We discussed one aspect of this last week, examining the way that Jeffress seemed to use this statement to redefine “racism,” limiting it to only that from which he could declare himself to be innocent. In the wake of Charlottesville, Jeffress was saying that violent Neo-Nazis threatening synagogues and running down pedestrians in the street were an example of racism. That’s true! But he also seemed to be suggesting that “racism” was confined to such overt, explicit acts of deadly hate.
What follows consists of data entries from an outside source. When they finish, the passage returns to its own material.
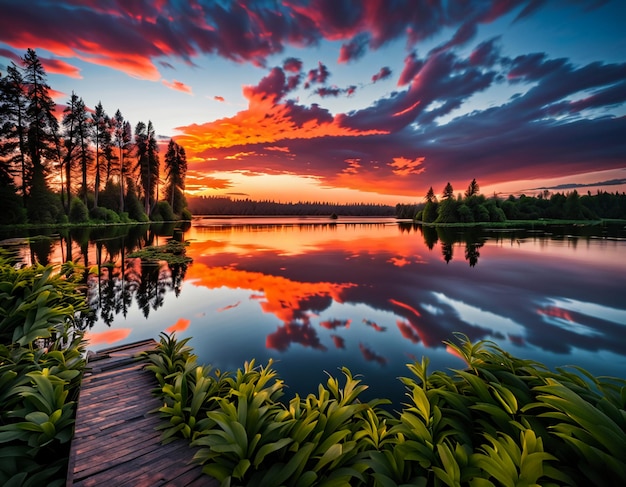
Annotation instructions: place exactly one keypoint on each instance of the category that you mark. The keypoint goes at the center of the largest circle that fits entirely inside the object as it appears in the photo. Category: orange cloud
(57, 66)
(108, 336)
(334, 324)
(405, 306)
(288, 300)
(403, 166)
(181, 325)
(230, 306)
(407, 331)
(264, 122)
(399, 261)
(240, 155)
(277, 148)
(178, 86)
And therefore that anything else — anything less overt and explicit and deadly — was something other than “racism.”
And thus, therefore, that he personally must be found innocent of the charge of racism because, after all, he was not marching with torches, chanting Nazi slogans, or burning crosses. This seems to be the primary function of many of the public condemnations of “racism” we have seen performed over the past 10 days. It’s a familiar script. “Racism is sin,” the script says, but the purpose seems less to condemn the sin than to demonstrate the innocence of the person reciting that script.
The apparent clarity of this blunt statement — “racism is sin” — gets muddied by a confused understanding of the first half of that equation. And it gets further muddied by a confused understanding of the other half as well — by a muddled and misleading notion of the meaning of “sin.”
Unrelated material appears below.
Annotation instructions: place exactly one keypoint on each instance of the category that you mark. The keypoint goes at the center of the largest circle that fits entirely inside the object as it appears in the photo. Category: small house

When white evangelicals discuss sin, it’s often in the context of sin and salvation — of evangelism. Popular approaches to evangelism as practiced by evangelicals take a prosecutorial, adversarial approach to sin. The first piece of this “gospel” message is usually “You’re a sinner.” The “Bridge illustration” starts by asserting the existence of an insurmountable chasm of sin separating us from God. The “Romans Road” presentation of “the gospel” starts with “all have sinned” and then segues into “the wages of sin is death.” Even the “Wordless Book,” designed to present the plan of salvation for children, begins with the prosecution’s case as illustrated by the sin and guilt of the “dark” page.
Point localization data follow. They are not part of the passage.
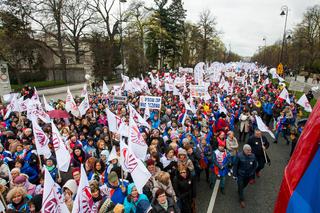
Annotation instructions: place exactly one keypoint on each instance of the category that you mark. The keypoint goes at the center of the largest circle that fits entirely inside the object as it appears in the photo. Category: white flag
(105, 88)
(71, 104)
(137, 117)
(41, 140)
(262, 127)
(146, 112)
(303, 101)
(47, 107)
(136, 141)
(84, 91)
(62, 154)
(84, 106)
(83, 202)
(113, 121)
(13, 106)
(53, 200)
(285, 95)
(221, 106)
(130, 163)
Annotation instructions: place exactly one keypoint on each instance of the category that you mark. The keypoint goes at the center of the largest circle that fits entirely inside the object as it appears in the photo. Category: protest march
(143, 145)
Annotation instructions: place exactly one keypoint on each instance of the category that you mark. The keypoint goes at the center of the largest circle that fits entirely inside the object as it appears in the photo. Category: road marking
(213, 196)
(This is perhaps an odd way to begin “sharing the gospel.” The first step for the evangelist becomes convincing the would-be convert of their sin and guilt. The evangelist thus acts as the accuser. There’s a formal, biblical name for “the accuser” or “the adversary.” That name is not usually associated with evangelism.)
We should note, though, that this prosecutorial discussion of sin is always universal. “All have sinned and fall short.” “There is none just, no not one.” When the evangelist accuses the would-be convert of sin, they’re not suggesting this that this makes that person exceptional. “You’re a sinner. I’m a sinner too. We’re all sinners.”
This sincere, emphatic insistence on the universality of sinfulness is interesting in light of the claim we’re discussing here. Say, “You’re a sinner, too” to even the most piously devout evangelical and they will wholeheartedly agree. They will almost happily agree — without any trace of offense or indignation. They may even up the ante — enthusiastically insisting that their sin means they’re no better than anyone else, because breaking one commandment is the same as breaking all of them, or because entertaining sinful thoughts is just as bad as committing sinful acts.
“You’re a sinner too!” “Yes, yes, I am. We all are.” And this cheerfully unoffended agreement can even endure if the shared accusation is made more specific.
“You’re a liar, too!” “Yes, we have all missed the mark of perfect honesty.”
“And you’re an adulterer, too!” “Yes, yes, we’ve all entertained lust in our hearts.”
But this comes crashing to a halt when we arrive at “racism is sin.” Somehow it’s perfectly fine and wholly agreeable to insist that we’re all sinners, but we get angrily indignant and defensive if anyone suggests that we’re all racists. This particular sin seems to be regarded differently than most other sins. It seems to be the one sin we are incapable of confessing, the one sin we refuse to allow ourselves to be accused of.
That’s … interesting. Evangelist-prosecutors wouldn’t allow anyone to speak this way of any other sin. They would never accept such an indignant claim of total innocence from any would-be convert who asserted that they had never lied or stolen or envied or lusted. But this sin, somehow, is different.
It’s astonishing, if you think about it. People who are perfectly willing to admit that they are wretched sinful sinners deserving to suffer an eternity of conscious torment in Hell due to their wicked sinfulness will turn on a dime and proclaim their absolute innocence when it comes to one particular sin.
Perhaps this is because they know themselves to be wholly innocent of this particular charge.
Perhaps it is because they know themselves to be utterly guilty of it.
Part of the problem here, I think, has to do with the more general misunderstanding of what “sin” means that I mentioned above. Getting into that will require a bit more discussion, so let’s reserve that for a second post.